Un naturaliste accuse des chasseurs du Nord de tirer sur les canards d'une zone protégée belge.
D'après une vidéo en ligne, les Français attirent les volatiles de notre côté de la frontière.
Une accusation déjà dénoncée depuis plusieurs années par les environnementalistes belges.

"Zone de guerre", annonce le pré-générique de la vidéo postée sur Youtube, intitulée "Massacre à la frontière". Le naturaliste français Pierre Rigaux observe un vol de canards en direction de la frontière française. Dès qu'ils la franchissent, d'innombrables détonations retentissent. Une pluie de plombs retombe quelques instants plus tard. "On se croirait en guerre, on est à la frontière franco-belge", explique le militant environnementaliste. 

La situation dénoncée par la vidéo-choc se passe en lisière des Marais d'Harchies, dans la région belge de Wallonie, au jour d'ouverture de la chasse, le 21 août dernier. Au ras de cette réserve naturelle, où trouvent refuge des milliers d'oiseaux, passe la frontière française. De l'autre côté de celle-ci, des chasseurs français attendent que les canards la franchissent, pour déclencher leur feu nourri. Un vrai "ball-trap", a commenté Pierre Rigaux auprès du quotidien La Voix du Nord, qui a repéré sa publication.

Mais selon Pierre Rigaux, ils ne font pas qu'attendre, et habituent les anatidés (canards, oies, cygnes, notamment) à fréquenter les marais de leur secteur de chasse, en répandant des graines pendant les semaines précédant l'ouverture. "Agrainer" dans l'eau est interdit, et les chasseurs français se défendent d'une telle pratique, que la vidéo semble pourtant attester. "Les agents de l’OFB sont pointilleux sur ce genre de choses. S’ils trouvent des graines dans l’étang, on ne chasse plus", réagit Raoul Bary, responsable de l’association des chasseurs de gibier d’eau des étangs de Condé-sur-Escaut, auprès de La Voix du Nord.

Plus de 2000 tirs en 1h40

En tirant depuis le bord des étangs du côté français de la frontière, sur la commune de Saint-Aybert (Nord), ces chasseurs respectent la loi de leur pays.
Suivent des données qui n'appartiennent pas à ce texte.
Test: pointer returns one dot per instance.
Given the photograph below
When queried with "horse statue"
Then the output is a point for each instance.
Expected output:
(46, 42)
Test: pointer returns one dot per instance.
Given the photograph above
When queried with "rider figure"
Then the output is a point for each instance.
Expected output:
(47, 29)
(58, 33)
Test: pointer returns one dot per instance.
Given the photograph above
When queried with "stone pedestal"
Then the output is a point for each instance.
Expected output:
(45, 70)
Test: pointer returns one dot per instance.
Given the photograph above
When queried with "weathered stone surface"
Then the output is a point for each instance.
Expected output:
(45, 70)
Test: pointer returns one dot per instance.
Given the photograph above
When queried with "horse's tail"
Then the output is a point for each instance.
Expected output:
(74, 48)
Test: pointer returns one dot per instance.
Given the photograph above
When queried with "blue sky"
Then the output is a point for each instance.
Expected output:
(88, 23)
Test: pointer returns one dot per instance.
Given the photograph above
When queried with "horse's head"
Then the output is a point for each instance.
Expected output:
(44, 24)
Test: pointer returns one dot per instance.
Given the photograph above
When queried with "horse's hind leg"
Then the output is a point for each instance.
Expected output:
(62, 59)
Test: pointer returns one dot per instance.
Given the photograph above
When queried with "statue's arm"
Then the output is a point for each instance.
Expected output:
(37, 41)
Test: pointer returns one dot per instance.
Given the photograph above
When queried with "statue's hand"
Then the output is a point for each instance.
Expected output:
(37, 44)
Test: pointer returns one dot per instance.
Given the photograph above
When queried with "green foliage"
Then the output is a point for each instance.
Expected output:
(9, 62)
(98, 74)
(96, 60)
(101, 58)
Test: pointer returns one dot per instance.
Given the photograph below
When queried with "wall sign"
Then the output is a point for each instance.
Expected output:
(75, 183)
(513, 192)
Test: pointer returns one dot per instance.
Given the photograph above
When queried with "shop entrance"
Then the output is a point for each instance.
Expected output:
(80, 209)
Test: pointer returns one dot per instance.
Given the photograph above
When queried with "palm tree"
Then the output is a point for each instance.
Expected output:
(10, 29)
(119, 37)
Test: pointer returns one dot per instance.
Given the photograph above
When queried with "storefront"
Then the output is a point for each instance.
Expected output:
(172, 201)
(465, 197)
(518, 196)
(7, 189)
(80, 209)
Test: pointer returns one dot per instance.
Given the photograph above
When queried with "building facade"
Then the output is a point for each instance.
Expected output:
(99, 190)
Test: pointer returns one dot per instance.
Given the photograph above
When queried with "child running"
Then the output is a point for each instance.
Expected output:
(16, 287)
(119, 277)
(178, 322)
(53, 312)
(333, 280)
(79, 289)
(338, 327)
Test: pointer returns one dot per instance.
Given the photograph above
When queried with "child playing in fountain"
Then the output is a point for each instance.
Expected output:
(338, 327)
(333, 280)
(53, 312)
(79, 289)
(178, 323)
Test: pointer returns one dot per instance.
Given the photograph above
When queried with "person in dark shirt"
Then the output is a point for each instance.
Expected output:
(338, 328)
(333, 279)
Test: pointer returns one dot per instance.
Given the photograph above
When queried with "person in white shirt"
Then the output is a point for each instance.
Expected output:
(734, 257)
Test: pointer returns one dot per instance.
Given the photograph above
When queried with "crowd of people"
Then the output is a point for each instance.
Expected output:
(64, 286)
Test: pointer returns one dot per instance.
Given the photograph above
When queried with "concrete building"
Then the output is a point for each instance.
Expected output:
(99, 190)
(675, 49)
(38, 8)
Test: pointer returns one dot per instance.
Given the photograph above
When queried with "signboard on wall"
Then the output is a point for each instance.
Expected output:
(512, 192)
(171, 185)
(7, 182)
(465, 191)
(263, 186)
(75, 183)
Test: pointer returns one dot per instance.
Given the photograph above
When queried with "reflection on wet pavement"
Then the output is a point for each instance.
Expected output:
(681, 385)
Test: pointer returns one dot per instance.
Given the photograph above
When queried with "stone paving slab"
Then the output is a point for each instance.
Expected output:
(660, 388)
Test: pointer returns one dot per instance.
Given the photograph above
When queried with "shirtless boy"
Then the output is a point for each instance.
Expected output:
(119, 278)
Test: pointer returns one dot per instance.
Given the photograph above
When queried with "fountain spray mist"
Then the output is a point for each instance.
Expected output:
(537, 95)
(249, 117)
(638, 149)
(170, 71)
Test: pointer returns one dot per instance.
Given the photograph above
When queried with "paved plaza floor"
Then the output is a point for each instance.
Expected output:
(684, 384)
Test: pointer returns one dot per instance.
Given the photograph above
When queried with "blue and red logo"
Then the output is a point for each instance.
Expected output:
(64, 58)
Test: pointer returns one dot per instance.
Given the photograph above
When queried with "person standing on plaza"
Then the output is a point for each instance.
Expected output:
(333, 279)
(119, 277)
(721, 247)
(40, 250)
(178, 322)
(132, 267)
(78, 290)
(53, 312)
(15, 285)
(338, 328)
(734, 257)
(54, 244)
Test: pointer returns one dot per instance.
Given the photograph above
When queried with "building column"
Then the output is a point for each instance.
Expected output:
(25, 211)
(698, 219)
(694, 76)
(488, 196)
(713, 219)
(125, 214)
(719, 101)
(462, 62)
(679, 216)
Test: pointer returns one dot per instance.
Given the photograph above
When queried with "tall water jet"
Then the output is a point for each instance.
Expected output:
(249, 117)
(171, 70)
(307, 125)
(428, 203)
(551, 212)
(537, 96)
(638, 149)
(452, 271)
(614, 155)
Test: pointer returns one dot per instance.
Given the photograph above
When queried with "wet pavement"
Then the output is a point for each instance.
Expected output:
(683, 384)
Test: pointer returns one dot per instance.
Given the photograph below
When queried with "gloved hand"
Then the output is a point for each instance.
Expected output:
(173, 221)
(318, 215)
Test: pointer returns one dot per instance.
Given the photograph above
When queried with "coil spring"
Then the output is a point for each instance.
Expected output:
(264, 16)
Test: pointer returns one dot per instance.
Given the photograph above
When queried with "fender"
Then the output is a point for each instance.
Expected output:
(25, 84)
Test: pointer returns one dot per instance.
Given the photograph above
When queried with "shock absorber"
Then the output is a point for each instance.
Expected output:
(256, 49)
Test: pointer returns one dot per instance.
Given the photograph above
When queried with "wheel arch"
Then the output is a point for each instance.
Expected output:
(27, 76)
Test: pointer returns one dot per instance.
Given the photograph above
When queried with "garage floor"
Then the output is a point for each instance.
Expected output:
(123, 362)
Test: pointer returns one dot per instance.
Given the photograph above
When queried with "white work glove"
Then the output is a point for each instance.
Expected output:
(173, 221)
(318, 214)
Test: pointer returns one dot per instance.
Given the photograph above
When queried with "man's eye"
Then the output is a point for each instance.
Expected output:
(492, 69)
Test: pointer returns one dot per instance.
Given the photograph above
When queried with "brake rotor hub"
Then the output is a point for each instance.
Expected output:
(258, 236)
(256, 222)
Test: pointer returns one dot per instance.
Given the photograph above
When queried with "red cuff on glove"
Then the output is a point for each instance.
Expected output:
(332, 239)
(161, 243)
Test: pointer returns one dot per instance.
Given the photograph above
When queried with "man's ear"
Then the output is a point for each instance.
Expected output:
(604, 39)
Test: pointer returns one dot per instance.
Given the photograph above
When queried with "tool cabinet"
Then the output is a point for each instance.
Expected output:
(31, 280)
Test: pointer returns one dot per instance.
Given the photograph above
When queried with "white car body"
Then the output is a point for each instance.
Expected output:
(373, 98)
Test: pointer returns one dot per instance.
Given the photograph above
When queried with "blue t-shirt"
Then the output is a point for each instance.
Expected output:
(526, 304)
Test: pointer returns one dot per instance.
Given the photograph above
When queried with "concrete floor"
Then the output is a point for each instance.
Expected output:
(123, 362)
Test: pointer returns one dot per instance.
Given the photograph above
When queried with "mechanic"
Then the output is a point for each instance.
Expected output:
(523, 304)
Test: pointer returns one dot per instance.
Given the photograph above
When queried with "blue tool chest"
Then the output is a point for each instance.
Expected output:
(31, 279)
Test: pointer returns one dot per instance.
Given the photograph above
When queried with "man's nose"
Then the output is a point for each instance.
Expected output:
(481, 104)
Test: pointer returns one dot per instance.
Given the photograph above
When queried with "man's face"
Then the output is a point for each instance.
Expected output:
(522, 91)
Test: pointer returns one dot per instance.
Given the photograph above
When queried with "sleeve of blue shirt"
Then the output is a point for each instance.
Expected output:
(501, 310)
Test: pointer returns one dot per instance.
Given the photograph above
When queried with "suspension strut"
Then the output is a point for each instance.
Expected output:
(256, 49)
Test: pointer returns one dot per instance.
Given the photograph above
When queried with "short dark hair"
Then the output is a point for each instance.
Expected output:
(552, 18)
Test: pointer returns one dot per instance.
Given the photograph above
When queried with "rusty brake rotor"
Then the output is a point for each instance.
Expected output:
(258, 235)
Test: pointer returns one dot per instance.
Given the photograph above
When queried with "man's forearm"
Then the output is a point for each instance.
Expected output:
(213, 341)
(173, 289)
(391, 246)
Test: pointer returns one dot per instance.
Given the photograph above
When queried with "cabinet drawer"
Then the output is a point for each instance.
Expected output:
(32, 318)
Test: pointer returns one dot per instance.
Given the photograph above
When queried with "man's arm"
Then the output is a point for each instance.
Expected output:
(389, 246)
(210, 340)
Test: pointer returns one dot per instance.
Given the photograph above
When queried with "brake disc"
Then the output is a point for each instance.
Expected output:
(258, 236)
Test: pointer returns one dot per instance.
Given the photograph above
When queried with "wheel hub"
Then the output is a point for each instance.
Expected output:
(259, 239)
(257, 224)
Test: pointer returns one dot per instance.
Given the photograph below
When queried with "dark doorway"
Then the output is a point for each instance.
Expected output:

Ils se défendent d'ailleurs de viser spécifiquement les canards venus de Belgique, non sans cynisme. "Les chasseurs de gibiers d’eau ont un très gros défaut : on n’arrive pas bien à reconnaître les canards avec un drapeau belge", déclare encore Raoul Bary. 

Pourtant, l'impact sur les oiseaux de la zone protégée belge est effectif, et avait été dénoncé dès 2021. Une étude de l'association de protection de l'environnement wallonne Natagora chiffrait entre 684 et 1027 les anatidés abattus au seul jour d'ouverture de la chasse en 2020. Pour réaliser cette estimation, les experts avaient compté les coups de fusil français : 2054 avaient été entendus en seulement 1h40, soit une vingtaine par minute, ce qui valide l'impression de guerre évoquée par Pierre Rigaux. Il faut en moyenne 2 à 3 coups de fusil pour abattre un canard, d'où la fourchette assez large de l'estimation. 

Un décompte des passages d'oiseaux au-dessus de la frontière sur la période avait permis de constater une diminution de leur nombre assez proche de l'estimation d'individus abattus. Natagora met également en doute la possibilité que les chasseurs puissent réellement distinguer les espèces lors des tirs effectués en soirée, entre chien et loup. Si ces derniers sont légaux (deux heures avant le lever du soleil, et deux heures après son coucher), certaines espèces sont protégées en France aussi, et passent autant la frontière que les autres. C'est le cas notamment des fuligules et des canards chipeaux, dont la période de chasse est plus restreinte.